Chinesen wollten Spuhlers Stadler Rail kaufen

Chinesische Konzerne zeigen Interesse an Europas Schienenfahrzeugbau. So haben sie sich auch beim Thurgauer Unternehmen gemeldet.

storybild

«Ich verkaufe doch nicht mein Unternehmen»: Stadler-Rail-CEO Peter Spuhler. (Bild: Keystone)

Zum Thema
Fehler gesehen?

Chinesische Staatskonzerne drängen nach Europa. Kürzlich wurde der Basler Agrochemiekonzern Syngenta von Chem China übernommen. Und auch am Thurgauer Bahnbauer Stadler Rail haben die Chinesen Interesse gezeigt.

«Sie haben bei uns angeklopft», sagt Eigentümer Peter Spuhler im Interview mit der «Schweiz am Sonntag». «Es gibt in Europa nur noch etwa zehn Unternehmen im Schienenfahrzeugbau. Wenn die Chinesen die europäischen Märkte knacken wollen, brauchen sie eine Basis hier, um die nationalen Zulassungsprozesse zu beherrschen.»

Schwach geworden ist er aber nicht: «Ich verkaufe doch nicht mein Unternehmen. Ich bin zu sehr Schweizer», sagt Spuhler der Zeitung. Einen Verkauf ins Ausland könne er dennoch nachvollziehen, «wenn es keinen inländischen Käufer gibt». Schweizer Unternehmen würden ja auch Firmen im Ausland übernehmen.
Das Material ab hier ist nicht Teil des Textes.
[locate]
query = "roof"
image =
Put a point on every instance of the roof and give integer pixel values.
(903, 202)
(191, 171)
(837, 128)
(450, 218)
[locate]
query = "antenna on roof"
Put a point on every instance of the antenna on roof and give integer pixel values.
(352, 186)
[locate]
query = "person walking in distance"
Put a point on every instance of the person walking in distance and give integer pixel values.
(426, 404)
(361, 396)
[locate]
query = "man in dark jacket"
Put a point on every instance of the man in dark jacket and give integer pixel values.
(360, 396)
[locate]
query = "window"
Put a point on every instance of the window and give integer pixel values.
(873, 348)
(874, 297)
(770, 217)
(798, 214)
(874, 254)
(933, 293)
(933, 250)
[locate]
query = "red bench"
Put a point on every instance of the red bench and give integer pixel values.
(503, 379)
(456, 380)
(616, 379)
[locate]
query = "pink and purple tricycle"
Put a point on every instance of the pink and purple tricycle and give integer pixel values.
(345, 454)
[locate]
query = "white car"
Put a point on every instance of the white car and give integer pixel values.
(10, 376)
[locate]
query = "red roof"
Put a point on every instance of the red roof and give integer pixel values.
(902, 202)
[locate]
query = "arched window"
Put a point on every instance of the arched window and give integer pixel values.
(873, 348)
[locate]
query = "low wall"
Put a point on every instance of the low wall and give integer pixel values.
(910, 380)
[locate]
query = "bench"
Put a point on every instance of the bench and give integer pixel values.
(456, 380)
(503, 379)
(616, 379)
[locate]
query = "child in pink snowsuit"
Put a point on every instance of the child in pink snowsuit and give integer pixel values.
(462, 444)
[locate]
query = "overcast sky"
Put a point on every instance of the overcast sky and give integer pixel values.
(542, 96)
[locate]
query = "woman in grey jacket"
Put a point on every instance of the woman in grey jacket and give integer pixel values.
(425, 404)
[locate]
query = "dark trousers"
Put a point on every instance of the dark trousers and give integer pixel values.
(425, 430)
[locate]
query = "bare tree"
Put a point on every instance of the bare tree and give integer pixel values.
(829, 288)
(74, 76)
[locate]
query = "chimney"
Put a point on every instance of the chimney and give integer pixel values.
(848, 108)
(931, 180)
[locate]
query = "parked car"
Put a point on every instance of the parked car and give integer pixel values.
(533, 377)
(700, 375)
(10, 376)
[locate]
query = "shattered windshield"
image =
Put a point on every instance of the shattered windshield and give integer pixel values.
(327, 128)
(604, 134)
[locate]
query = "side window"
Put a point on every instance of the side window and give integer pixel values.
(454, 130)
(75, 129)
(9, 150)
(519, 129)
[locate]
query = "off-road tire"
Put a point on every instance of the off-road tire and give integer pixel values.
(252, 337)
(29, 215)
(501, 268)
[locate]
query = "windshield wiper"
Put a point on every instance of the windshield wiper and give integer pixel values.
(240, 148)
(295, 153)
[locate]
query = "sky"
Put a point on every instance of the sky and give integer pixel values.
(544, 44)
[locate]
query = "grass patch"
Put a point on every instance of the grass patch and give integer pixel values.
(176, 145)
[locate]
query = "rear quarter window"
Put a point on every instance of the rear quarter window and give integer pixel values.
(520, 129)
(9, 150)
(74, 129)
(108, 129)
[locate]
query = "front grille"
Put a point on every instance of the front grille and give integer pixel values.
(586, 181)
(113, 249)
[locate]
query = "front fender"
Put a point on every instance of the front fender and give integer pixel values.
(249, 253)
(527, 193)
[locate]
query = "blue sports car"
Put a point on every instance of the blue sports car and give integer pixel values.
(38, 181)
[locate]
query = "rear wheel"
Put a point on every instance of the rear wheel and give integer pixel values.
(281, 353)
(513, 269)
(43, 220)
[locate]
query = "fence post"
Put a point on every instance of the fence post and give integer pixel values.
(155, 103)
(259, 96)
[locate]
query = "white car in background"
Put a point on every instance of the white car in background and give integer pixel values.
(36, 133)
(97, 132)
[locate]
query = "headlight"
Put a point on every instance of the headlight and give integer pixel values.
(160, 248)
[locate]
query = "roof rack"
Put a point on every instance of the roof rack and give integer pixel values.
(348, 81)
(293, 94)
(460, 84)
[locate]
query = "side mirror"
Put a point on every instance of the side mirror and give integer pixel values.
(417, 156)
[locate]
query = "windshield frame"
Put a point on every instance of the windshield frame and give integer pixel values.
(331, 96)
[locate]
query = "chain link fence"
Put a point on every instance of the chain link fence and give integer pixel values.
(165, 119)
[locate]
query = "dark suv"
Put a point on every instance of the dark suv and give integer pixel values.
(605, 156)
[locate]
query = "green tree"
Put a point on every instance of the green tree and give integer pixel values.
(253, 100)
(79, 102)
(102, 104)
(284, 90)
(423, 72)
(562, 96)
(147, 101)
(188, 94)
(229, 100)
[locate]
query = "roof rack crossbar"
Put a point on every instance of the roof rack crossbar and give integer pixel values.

Stadler Rail etwa kaufte letztes Jahr in Valencia eine Firma mit 850 Mitarbeitern dazu.

Sorgen um Zukunft der Schweizer Industrie

Spuhler sass bis Ende 2012 für die SVP im Nationalrat. Damals trat er zurück, weil das Unternehmen wenig Aufträge hatte und der Franken erstarkte. Heute stehe Stadler Rail besser da, sagt Spuhler, der in der Schweiz 3000 Mitarbeiter beschäftigt.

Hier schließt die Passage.